Access tokens are used to authorize calls to API endpoints. An access token must be supplied with every request to the API unless otherwise stated. An access token is not bound to specific API version but can authorize calls to any API version or endpoint. The access token must be included as a bearer token in the Authorization header of your requests:

GET https://api.procountor.com/api/sessioninfo HTTP/1.1
Authorization: Bearer <access token>

An access token is valid for one hour (3600 seconds) from the time of issuing. The access token can also be invalidated with a POST request to the /logout endpoint:

POST https://api.procountor.com/logout HTTP/1.1
Authorization: Bearer <access token>

Other situations where an access token will be invalidated are if the user changes their password in Procountor, or the user is removed from the company the access token is connected to.

Refresh token

Refresh tokens can be used to retrieve a new access token when one expires. This is done by sending a POST requst to the OAuth token endpoint with the following contents:

POST https://api.procountor.com/api/oauth/token HTTP/1.1
Content-Type: application/x-www-form-urlencoded

grant_type=refresh_token&
client_id=<client_id>&
client_secret=<client_secret>&
refresh_token=<refresh_token>

curl -X POST https://api.procountor.com/api/oauth/token \
   -H "Content-Type: application/x-www-form-urlencoded" \
   -d "grant_type=refresh_token&client_id=<client_id>&client_secret=<client_secret>&refresh_token=<refresh_token>" 

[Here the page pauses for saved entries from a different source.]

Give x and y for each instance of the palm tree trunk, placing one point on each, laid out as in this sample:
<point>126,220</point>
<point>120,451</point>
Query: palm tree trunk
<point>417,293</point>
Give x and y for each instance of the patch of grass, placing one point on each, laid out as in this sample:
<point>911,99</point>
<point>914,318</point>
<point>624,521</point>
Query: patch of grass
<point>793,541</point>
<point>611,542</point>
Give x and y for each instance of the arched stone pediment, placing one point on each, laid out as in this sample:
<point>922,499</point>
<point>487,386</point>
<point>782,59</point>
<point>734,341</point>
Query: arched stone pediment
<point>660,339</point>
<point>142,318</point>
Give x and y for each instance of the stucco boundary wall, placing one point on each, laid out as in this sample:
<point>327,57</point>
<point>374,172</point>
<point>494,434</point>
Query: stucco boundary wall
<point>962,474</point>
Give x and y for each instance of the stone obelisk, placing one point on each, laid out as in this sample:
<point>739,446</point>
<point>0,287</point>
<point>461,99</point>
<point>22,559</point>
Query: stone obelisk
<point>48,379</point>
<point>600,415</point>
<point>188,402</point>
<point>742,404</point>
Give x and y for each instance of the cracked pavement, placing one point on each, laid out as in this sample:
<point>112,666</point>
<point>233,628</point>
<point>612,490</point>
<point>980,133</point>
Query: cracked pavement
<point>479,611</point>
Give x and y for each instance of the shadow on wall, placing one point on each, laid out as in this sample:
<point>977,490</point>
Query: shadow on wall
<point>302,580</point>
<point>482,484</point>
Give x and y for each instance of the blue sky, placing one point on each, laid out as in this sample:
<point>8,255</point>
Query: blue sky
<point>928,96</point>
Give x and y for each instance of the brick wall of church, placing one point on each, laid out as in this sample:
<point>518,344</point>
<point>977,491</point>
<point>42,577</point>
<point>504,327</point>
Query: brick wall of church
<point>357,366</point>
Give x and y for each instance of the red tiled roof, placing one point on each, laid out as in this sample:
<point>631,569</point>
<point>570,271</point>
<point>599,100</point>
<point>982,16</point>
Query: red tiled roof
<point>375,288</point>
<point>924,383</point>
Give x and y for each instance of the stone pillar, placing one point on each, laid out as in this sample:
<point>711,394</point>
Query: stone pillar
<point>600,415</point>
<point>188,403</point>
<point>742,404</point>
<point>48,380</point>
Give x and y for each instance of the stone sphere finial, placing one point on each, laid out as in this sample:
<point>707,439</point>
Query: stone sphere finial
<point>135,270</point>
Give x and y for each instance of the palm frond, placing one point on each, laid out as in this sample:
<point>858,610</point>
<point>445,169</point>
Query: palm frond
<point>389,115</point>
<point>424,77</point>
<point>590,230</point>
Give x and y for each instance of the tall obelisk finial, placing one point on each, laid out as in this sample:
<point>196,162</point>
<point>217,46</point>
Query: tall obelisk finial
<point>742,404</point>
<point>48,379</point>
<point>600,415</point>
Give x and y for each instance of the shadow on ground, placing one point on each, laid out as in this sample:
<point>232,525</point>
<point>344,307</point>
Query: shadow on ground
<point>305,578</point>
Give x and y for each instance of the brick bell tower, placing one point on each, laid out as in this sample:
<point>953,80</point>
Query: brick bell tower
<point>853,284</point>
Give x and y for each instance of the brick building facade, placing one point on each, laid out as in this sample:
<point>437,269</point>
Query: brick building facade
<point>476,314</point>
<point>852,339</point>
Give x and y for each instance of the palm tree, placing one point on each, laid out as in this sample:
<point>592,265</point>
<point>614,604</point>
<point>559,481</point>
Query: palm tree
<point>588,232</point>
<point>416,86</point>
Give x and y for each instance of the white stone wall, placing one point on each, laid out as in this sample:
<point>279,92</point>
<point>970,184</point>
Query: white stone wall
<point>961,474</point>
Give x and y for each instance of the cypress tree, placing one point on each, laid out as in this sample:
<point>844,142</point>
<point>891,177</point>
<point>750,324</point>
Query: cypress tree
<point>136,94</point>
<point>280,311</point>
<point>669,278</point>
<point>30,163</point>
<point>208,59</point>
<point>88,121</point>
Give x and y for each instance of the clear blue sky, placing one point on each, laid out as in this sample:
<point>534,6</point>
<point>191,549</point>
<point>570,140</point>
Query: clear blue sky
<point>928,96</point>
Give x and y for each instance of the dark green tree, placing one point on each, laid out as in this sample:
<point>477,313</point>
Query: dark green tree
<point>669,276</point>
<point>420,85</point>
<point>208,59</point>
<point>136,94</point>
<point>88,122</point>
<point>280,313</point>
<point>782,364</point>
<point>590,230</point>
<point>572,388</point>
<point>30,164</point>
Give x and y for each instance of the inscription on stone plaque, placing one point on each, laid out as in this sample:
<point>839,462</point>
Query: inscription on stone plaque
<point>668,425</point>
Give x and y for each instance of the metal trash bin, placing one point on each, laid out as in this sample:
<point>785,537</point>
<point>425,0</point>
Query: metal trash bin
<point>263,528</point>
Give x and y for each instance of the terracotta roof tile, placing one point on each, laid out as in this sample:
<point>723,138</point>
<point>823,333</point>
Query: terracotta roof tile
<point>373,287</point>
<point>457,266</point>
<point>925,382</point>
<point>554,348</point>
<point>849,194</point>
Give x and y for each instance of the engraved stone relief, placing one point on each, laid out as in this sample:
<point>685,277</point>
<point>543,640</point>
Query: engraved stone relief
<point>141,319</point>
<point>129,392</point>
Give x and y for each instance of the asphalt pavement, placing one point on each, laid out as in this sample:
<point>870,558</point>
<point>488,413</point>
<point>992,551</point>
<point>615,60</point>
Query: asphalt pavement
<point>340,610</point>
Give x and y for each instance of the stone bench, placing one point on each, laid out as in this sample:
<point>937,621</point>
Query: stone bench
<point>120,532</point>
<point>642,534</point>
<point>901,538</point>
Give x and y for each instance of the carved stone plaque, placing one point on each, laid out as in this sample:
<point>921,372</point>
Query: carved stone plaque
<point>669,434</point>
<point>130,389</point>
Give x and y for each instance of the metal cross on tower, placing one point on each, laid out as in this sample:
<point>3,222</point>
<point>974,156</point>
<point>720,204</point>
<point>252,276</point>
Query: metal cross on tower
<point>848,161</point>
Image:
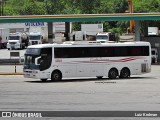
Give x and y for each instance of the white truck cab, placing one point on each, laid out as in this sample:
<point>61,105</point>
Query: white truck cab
<point>105,37</point>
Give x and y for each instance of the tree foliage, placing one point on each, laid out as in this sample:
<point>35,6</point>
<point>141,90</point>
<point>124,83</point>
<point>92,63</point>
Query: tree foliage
<point>52,7</point>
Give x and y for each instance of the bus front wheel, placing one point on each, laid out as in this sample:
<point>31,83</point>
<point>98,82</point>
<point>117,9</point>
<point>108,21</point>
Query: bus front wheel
<point>56,76</point>
<point>113,73</point>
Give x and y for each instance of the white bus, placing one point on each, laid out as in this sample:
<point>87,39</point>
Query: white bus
<point>113,60</point>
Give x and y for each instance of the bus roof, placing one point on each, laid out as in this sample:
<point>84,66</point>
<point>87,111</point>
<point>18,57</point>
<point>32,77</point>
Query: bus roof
<point>74,44</point>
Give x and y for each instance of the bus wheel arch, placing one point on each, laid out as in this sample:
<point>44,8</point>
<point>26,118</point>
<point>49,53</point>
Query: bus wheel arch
<point>56,75</point>
<point>113,73</point>
<point>125,72</point>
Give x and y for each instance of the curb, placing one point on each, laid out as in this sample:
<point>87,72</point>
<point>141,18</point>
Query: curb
<point>11,74</point>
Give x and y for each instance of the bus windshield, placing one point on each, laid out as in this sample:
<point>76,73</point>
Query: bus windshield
<point>30,56</point>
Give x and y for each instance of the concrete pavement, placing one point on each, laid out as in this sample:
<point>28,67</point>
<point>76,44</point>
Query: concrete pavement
<point>11,69</point>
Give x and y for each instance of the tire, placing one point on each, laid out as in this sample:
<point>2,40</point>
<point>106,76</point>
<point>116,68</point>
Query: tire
<point>125,73</point>
<point>113,73</point>
<point>56,76</point>
<point>43,80</point>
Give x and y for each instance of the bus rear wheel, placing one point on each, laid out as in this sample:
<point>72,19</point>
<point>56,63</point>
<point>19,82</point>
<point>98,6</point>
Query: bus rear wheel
<point>56,76</point>
<point>113,73</point>
<point>125,73</point>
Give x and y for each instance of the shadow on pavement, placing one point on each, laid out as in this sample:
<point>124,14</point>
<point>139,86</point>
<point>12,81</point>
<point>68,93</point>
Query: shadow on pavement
<point>106,80</point>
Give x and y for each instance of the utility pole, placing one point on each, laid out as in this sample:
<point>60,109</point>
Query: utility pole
<point>1,7</point>
<point>131,28</point>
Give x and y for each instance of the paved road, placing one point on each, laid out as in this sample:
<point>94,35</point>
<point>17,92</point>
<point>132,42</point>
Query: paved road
<point>138,93</point>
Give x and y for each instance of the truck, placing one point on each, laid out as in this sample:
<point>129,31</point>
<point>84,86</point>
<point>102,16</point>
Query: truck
<point>18,40</point>
<point>38,35</point>
<point>79,35</point>
<point>153,31</point>
<point>4,33</point>
<point>154,56</point>
<point>105,37</point>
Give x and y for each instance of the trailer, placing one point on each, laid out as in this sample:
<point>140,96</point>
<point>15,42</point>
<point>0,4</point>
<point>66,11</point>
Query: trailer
<point>18,40</point>
<point>38,35</point>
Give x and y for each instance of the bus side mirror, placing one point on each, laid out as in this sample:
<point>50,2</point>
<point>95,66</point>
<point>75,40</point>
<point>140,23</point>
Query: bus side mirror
<point>37,61</point>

Here the client_id and client_secret parameters are integration specific and given to you when you request a testing environment. The refresh_token parameter is the refresh token you got as a response to the authorization code request during initial authentication. The response to the above request contains a new access tokens and looks as follows:

HTTP/1.1 200 OK
Content-Type: application/json

{
  "access_token": "eyJhbGciOiJIUzI1NiIsInR5cCI6IkpXVCJ9.eyJpc3MiOiJodHRwczovL2FwaS10ZXN0LnByb2NvdW50b3IuY29tIiwiYXVkIjoiY2xpZW50X2lkIiwic3ViIjoyNjUzNSwiY2lkIjoxNDE1OSwianRpIjoiN2Q0NDQ4NDAtOWRjMC0xMWQxLWIyNDUtNWZmZGNlNzRmYWQyIiwiYXV0aF90aW1lIjoxNjA3OTYyNDc5LCJpYXQiOjE2MDc5NjYwNjYsImV4cCI6MTYwNzk2OTY2Nn0.gxS7K-PT3Gxje6uWwZiWcFC16JkeIeJpUY_KUV8skng",
  "expires_in": 3600
}

A refresh token is valid for six months (15552000 seconds) from the time of issuing. The refresh token is invalidated in any of the following situations:

• The token runs past its expiration date
• A connected access token is invalidated using the /logout endpoint
• User changes their password in Procountor
• User is removed from the company the refresh token is connected to
• There are already 100 refresh tokens for the same (API client, company, user) combination and a new refresh token is requested. In this case the oldest refresh token will be invalidated.

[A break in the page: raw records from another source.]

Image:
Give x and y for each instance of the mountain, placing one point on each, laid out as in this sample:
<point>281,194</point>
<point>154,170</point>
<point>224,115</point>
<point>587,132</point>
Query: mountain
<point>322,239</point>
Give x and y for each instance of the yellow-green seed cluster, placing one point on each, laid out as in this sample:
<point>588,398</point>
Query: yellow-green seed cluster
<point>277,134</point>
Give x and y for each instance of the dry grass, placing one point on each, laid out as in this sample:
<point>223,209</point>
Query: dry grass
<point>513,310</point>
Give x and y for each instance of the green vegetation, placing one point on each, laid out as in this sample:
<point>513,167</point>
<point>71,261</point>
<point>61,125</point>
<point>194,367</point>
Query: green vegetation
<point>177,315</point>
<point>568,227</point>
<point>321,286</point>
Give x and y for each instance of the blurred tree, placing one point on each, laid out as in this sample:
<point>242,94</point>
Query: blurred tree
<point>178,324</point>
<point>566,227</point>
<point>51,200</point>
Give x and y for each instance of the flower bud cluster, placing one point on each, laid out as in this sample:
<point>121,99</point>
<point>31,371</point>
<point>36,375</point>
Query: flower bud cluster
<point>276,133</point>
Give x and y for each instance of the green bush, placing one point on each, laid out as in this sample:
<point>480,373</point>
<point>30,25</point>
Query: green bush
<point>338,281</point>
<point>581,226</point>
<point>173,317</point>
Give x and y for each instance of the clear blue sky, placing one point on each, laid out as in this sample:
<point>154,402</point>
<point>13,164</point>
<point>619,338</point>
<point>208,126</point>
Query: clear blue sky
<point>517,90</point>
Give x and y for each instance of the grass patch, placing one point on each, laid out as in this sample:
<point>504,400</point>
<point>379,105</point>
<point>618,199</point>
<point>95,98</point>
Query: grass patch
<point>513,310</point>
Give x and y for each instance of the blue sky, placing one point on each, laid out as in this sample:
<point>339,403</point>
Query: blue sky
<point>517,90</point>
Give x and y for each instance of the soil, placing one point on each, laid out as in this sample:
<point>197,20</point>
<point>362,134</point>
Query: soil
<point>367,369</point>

When a refresh token is invalidated all access tokens connected to it are invalidated as well.

Two-factor authentication

• Following API endpoints require two-factor authentication:
  • PUT /users
  • DELETE /invoices/{invoiceId}/paymentevents/{paymentEventId}
  • POST /payments/directsalarypayments
  • PUT /payments/directsalarypayments/{paymentlistId}/cancel
  • POST /payments
  • DELETE /payments/{paymentId}
  • POST /payments/directbanktransfers
  • PUT /payments/{paymentId}/cancel

Two-factor authentication is done by using Procountor Key app (available for Android and Apple devices).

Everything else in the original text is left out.